Although she didn't phrase it as a question, she watched Theseus carefully through her eyelashes, her head tilted down towards her lap, in hopes of an answer.

"Isn't it obvious?" he said.

"Would I be asking if it was?"

He considered that. "No, I suppose not. I'm just surprised, since your teachers at Hogwarts all claimed you were quite bright, when you put in the effort, which they also said verged on never."

Her jaw dropped. Was he calling her stupid? To her face?

He continued the thought, oblivious her indignation just a few feet away. "I don't suppose it will do all that much harm to tell you... and if my superiors take issue, what's the worst they could do? Fire me? I wish they would. I'd love the vacation." He glanced to the door, where Lae had no doubt others were listening in. "At the moment, you haven't actually done a whole lot worse than evade arrest for consorting with a known criminal — nothing we can prove, anyway — a charge made all the more tricky, given that you've yet to reach the age of majority. We can potentially detain you for withholding information, and a slew of other minor misdeeds, but for now, consider yourself in protective custody."

Was that so?

"In that case, consider me out of protective custody, because I very much don't want to be here."

Theseus laughed at the obviousness of the attempt. "Nice try. Minor's without established guardians are awarded to the Ministry to deal with. You'll find you don't have very many rights. All decisions pertaining to you will be made by an appointed guardian."

She only just started ruminating on how incredibly skeevy that sounded, when she remembered, "How do you know I'm not seventeen yet? I'm almost entirely through my sixth year. Plenty of us are legal adults now."

Tom was.

"You very well might be," he admitted easily with a shrug, "but you'll have to prove it."

Lae couldn't, and suddenly knew that was exactly what they were hedging all their bets on. Up to this point, proof of her identity had been more a liability than anything.
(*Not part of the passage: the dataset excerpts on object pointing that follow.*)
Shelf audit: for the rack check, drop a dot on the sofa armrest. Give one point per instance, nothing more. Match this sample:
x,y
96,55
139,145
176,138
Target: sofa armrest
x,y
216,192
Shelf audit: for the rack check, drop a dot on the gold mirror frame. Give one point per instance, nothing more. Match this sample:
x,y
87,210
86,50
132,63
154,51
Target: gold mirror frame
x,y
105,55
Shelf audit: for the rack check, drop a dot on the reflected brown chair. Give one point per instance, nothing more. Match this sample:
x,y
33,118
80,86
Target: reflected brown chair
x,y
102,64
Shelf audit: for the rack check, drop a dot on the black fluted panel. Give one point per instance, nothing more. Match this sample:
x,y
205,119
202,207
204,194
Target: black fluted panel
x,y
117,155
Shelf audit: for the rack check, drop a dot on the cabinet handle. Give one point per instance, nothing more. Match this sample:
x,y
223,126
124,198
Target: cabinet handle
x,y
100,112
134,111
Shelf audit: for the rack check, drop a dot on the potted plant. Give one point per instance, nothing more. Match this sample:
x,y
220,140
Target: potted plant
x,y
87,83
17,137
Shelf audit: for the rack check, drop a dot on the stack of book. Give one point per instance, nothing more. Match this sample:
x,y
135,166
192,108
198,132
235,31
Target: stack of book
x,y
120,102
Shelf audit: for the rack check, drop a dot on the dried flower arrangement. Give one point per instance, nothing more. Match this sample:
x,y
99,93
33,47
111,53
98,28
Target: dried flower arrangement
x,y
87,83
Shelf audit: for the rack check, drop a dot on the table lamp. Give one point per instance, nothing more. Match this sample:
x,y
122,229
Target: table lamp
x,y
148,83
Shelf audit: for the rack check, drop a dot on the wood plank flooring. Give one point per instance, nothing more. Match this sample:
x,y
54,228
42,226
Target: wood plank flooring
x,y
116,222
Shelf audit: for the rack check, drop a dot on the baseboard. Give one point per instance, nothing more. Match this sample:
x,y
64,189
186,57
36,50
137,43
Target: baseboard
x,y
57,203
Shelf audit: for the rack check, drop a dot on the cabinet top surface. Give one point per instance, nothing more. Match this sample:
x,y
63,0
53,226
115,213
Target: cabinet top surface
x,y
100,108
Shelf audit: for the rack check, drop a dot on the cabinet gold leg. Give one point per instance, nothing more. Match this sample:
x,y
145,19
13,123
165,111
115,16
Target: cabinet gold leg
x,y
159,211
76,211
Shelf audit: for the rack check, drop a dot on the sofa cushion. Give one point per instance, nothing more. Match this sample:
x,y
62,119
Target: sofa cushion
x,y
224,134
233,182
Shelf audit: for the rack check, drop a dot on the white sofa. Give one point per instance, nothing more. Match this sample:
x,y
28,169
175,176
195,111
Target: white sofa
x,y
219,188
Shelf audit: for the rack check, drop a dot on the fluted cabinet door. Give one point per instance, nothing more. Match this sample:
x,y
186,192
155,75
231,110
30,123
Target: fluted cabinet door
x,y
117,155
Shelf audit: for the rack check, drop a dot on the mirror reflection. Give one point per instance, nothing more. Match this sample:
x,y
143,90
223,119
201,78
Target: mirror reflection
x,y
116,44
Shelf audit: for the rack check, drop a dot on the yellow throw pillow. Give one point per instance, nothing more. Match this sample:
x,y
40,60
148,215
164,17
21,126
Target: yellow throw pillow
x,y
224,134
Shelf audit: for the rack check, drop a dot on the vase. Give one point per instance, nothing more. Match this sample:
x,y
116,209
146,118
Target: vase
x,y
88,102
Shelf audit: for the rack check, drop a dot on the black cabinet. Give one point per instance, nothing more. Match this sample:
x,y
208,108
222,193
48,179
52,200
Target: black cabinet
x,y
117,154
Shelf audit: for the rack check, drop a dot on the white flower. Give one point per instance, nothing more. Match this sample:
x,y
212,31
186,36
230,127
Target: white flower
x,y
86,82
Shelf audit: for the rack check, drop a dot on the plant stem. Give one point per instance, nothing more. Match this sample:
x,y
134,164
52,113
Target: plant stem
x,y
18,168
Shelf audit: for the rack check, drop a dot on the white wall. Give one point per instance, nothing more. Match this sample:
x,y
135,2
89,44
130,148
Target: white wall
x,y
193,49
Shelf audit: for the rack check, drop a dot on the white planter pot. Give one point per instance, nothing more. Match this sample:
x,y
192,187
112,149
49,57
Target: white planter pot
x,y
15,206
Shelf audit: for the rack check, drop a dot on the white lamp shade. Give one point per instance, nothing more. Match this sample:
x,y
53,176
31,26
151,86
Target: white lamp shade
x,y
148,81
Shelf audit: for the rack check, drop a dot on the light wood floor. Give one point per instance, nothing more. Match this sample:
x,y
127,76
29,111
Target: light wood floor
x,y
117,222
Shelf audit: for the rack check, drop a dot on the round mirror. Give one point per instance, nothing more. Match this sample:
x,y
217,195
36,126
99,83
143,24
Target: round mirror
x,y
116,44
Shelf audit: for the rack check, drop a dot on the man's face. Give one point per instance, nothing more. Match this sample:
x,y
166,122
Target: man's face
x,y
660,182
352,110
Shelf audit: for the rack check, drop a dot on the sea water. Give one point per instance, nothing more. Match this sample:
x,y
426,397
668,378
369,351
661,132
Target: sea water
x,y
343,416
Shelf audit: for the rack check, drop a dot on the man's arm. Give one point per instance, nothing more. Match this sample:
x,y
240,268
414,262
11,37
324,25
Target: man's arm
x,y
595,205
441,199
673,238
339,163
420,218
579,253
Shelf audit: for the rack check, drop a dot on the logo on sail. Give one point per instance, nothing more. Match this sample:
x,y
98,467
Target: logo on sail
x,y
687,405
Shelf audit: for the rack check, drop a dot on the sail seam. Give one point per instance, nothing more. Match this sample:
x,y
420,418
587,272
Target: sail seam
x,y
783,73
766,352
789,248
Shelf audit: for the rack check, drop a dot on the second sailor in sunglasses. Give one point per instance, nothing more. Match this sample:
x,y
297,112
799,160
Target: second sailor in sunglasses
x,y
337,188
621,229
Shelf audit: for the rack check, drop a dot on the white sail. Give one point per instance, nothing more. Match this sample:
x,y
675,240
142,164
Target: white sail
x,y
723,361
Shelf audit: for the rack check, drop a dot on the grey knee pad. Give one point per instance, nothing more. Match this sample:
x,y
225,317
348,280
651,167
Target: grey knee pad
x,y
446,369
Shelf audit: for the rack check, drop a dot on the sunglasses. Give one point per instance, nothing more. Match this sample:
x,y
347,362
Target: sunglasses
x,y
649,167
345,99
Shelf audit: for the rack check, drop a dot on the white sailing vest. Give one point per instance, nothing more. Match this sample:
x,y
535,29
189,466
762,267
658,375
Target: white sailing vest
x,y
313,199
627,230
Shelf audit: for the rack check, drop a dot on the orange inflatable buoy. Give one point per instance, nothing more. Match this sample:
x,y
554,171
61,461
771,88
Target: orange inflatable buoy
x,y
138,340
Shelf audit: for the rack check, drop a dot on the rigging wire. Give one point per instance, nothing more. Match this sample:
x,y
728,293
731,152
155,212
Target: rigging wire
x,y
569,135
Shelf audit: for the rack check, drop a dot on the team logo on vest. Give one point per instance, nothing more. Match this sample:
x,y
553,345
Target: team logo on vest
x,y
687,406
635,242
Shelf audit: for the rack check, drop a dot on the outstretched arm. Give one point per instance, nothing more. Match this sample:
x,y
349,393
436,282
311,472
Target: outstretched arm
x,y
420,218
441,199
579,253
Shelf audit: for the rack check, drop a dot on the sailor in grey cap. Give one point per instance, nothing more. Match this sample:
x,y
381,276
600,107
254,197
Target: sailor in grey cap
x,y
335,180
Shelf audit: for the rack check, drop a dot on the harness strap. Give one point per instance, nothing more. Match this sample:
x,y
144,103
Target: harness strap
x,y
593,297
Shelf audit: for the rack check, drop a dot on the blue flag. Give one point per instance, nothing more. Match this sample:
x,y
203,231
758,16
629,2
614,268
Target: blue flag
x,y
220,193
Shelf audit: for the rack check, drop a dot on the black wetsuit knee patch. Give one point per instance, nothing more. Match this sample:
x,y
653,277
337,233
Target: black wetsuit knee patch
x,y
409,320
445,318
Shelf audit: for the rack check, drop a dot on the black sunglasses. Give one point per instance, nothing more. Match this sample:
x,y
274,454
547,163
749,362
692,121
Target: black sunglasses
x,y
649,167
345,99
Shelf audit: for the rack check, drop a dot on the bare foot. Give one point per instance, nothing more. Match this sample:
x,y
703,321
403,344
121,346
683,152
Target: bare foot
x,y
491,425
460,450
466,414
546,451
When her mother abandoned her, she left nothing behind, and any records of her birth were probably long destroyed by the war, if there had even been one to begin with.

She grit her teeth, "This isn't fair."

"It isn't, isn't it?" He had the gall to appear sympathetic, and maybe he was, but not enough. "Do you know what else isn't fair? Having to tell the family's of Aurors who die in combat against your uncle that their loved one didn't make it home from that fight. It's not fair to those who find conflict on their doorstep. It's not fair to the muggles who find themselves amidst a wizarding war they have no chance of understanding."

"That's a good point." Lae glared him down. "It would almost be fairer if the whole world knew of our existence, rather than hiding about in the dark like mice, wouldn't it? For hundreds of years, we've treated them like children, not trusted enough with their own well-being to know the truth. We made that decision for them, yet we could help! How many of them die each year from disease our healers cure in seconds? How many of them unknowingly encounter magical problems, not knowing what it was, and pay the price? We could do so much, but we do nothing to preserve the statute of secrecy."

Her disgust was palpable.

"Do you see them?" he asked. "Do you see how they fight each other, murdering by the millions, for petty discrepancies in religion or race? How do you imagine they'll react when they know what real power is?" From inside his robes, not his pocket, as Lae initially presumed, Theseus drew his wand, holding it out to demonstrate what he took real power to be. "They'll turn their guns off each other and onto us in a heartbeat. Our children will be hunted before they ever get the chance to learn how to defend themselves."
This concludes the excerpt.